И Дитте решила снова попытаться брать работу на дом. Ей уже не повезло однажды, но это ничего не значит, теперь она выучится шить и будет брать заказы на определенные вещи. Такая работа лучше оплачивается и надежнее. В заднем флигеле, там же, где тетка Гейсмар, жила белошвейка фрекен Йенсен — специалистка по шитью манишек и воротничков. У нее всегда было несколько учениц, и с утра до вечера стучали швейные машины.
Фрекен Йэнсен была обручена с полицейским надзирателем и копила себе приданое, потому и старалась теперь вовсю. После свадьбы ее жених бросит службу и поступит управляющим в большой дом, — на такие места всегда предпочитают брать бывших полицейских; она же откроет тогда настоящую швейную мастерскую.
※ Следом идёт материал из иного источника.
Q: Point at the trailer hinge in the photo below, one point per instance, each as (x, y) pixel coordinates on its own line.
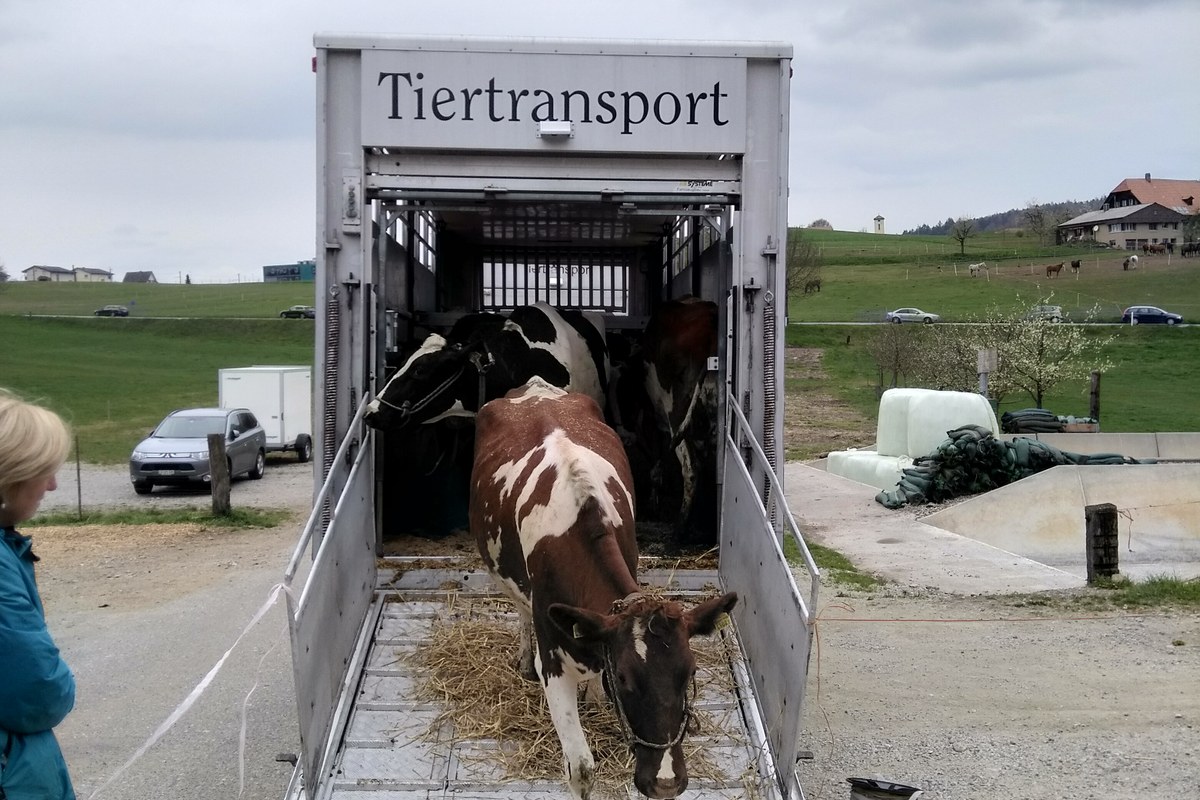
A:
(749, 289)
(351, 284)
Дитте спросила, не возьмется ли белошвейка обучить ее? За двухнедельный курс фрекен Йенсен брала пятнадцать крон. После этого можно будет получать у нее же заказы. Тогда незачем бегать на поденщину. Только бы теперь добыть денег на ученье! Но деньги ведь ей был должен жилец!
Она решила не ложиться и дождаться возвращения Поздравителя, предпочитая переговорить с ним вечером, когда он бывал вообще понятливее и сговорчивее. Бы го уже далеко за полночь, когда наконец на лестнице послышались его неуверенные шаги. Она открыла дверь в коридор и сказала:
— Господин Крамер, мне нужно поговорить с вами.
Он вошел и стал у двери, щурясь от света в отдуваясь.
— Уф! Эти проклятые лестницы!
Дитте объяснила ему, в чем дело.
— Не могли бы вы отдать мне хоть за один месяц за комнату? Тогда у меня хватило бы на уплату за ученье. А прокормиться мы уж как-нибудь прокормимся эти две недели.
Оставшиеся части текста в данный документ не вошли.